If you’re a computer programmer, you probably know Stack Overflow. It’s a very popular and really handy question-and-answer website devoted to answering programming questions.
In other words, if you find yourself in a fix trying to get your brain around a knotty PHP problem, there’s bound to be some helpful soul who knows the answer and will either answer your question or already answered a similar question in the past.
So, all you have to do is go to Stack Overflow and get the answer you need. Right?
Well, hold your horses for one second.
Because have you ever considered that the code you are being offered might (unintentionally) contain a serious security flaw – such as being vulnerable to exploitation via SQL injection?
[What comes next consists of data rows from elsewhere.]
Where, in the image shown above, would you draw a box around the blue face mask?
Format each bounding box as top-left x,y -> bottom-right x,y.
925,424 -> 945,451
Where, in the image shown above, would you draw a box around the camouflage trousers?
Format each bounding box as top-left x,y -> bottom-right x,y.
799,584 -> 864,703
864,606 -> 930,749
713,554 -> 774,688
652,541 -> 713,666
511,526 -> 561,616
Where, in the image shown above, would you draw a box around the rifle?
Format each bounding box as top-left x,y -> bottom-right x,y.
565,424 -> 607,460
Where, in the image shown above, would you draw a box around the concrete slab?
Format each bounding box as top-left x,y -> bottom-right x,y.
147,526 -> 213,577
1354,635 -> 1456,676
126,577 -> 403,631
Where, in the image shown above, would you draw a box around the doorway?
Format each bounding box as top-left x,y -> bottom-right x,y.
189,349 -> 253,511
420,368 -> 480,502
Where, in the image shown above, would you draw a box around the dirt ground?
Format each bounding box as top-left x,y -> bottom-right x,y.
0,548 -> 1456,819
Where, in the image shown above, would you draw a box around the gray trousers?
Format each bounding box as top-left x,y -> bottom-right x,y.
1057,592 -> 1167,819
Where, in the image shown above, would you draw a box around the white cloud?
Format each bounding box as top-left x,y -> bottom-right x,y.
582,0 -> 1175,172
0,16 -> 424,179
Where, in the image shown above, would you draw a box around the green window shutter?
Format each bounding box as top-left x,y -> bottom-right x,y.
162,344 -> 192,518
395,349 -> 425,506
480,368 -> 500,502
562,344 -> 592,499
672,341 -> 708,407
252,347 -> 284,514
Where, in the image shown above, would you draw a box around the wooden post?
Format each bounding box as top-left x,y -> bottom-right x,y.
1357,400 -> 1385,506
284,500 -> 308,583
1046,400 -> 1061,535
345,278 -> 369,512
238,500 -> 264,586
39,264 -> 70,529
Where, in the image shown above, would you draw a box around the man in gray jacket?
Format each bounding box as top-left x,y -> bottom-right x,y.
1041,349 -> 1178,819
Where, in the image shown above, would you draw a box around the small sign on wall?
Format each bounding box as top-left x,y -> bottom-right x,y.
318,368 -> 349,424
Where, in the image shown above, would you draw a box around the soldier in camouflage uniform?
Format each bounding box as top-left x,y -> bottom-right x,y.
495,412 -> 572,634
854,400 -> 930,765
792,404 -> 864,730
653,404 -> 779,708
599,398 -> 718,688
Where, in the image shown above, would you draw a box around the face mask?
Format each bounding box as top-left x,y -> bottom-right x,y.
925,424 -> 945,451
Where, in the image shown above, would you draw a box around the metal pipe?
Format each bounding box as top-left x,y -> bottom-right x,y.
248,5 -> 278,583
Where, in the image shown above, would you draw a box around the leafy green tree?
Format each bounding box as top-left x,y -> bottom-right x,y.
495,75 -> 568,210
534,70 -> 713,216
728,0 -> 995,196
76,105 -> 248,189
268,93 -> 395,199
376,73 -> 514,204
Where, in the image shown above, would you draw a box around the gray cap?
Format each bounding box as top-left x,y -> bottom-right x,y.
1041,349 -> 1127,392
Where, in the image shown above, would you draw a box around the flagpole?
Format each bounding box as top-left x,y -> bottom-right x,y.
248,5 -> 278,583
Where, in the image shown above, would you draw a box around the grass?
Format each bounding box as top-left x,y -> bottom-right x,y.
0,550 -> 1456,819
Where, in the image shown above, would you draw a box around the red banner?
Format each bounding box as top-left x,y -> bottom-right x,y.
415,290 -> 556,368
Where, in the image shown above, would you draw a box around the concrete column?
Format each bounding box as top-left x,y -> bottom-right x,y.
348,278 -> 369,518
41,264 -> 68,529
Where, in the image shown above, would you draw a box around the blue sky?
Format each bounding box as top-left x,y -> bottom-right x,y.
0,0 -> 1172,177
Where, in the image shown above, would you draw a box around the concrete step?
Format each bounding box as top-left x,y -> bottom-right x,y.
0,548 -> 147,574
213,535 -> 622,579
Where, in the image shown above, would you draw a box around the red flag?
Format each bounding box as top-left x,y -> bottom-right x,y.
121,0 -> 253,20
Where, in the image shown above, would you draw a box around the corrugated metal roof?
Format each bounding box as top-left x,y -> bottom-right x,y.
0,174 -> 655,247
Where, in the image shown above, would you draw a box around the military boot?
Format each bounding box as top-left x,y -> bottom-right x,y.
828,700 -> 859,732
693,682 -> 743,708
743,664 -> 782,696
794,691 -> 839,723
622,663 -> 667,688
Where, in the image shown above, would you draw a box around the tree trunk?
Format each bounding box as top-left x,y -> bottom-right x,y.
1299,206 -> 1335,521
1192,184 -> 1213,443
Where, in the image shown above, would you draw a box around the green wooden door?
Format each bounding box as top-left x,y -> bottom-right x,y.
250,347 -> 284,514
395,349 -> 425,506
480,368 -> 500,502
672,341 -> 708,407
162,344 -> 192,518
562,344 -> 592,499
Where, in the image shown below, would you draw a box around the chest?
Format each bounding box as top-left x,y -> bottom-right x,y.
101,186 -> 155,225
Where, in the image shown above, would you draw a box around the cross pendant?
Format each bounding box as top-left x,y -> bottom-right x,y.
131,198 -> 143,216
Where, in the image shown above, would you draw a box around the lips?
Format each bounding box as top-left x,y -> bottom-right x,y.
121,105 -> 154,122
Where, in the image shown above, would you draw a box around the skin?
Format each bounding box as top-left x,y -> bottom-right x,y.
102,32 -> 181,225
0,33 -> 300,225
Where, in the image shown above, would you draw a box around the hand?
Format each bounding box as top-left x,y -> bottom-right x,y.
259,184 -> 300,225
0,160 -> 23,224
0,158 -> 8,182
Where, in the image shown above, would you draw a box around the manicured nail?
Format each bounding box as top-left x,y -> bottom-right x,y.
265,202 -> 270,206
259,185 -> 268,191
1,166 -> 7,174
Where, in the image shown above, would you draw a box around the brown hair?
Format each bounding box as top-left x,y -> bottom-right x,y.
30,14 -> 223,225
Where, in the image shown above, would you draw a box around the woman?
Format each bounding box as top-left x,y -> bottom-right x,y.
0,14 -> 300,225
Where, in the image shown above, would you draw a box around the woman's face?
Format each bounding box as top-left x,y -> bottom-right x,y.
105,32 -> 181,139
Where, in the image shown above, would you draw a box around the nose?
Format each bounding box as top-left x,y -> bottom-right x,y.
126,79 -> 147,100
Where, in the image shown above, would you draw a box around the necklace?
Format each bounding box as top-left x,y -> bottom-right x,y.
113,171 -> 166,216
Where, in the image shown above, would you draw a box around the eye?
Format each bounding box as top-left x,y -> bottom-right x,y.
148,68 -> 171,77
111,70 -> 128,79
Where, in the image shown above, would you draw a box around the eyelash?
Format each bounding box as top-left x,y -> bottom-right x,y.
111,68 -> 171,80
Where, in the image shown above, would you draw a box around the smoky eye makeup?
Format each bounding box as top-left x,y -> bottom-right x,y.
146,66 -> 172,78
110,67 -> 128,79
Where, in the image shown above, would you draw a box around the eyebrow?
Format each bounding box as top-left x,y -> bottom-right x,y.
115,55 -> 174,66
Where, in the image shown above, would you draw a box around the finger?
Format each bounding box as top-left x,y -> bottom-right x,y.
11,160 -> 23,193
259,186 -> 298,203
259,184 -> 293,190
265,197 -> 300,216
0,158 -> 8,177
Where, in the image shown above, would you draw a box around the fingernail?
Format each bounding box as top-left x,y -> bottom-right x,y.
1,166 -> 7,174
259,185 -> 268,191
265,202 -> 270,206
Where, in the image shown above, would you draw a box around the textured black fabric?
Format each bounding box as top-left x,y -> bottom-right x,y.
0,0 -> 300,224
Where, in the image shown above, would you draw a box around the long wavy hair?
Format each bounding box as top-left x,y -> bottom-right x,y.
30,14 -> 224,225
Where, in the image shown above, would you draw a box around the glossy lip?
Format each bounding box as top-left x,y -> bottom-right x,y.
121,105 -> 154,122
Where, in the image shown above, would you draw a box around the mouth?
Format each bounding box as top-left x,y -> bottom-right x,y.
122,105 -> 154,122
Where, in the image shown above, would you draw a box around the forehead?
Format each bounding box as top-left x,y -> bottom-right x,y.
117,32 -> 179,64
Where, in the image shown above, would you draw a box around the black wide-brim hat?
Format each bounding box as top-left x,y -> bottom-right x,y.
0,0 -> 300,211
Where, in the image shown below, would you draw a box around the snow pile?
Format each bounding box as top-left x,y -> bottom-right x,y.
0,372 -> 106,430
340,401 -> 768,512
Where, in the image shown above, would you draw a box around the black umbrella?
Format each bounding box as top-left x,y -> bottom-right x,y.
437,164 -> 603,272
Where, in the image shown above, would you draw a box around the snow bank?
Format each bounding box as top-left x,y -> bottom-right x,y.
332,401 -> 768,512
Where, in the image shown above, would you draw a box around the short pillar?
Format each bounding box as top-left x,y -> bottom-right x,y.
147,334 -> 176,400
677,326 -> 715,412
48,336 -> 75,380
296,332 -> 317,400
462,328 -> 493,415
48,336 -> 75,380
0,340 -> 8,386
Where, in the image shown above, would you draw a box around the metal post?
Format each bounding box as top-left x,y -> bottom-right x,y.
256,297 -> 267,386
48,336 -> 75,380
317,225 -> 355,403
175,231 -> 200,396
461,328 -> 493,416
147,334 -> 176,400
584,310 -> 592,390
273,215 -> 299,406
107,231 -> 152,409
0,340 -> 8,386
Laurent Cozic has published a project that examines PHP questions on Stack Overflow, and highlights those that contain SQL injection vulnerabilities. And with some nifty graphical charts he gives an indication of the scale of the problem.
It’s clear to see that approximately 1000 PHP-related questions on Stack Overflow contain SQL injection vulnerabilities every month.
Just how bad is that?
Well, as a proportion of all PHP MySQL-related questions, SQL injection vulnerabilities amount to around 40-50%.
Ouch! With figures like this is it any wonder that so many business websites are still shamefully spilling their customer details to such rudimentary hacking tricks as SQL injection?
Of course, it’s worth bearing in mind that Stack Overflow doesn’t have a monopoly in offering bad advice. You could cut-and-paste a SQL injection from any number of sites offering advice on the internet.
So don’t be lazy. Always do your own checking of code you’re borrowing from someone else before you use it. Copy-and-pasting code without thinking can do a lot of harm.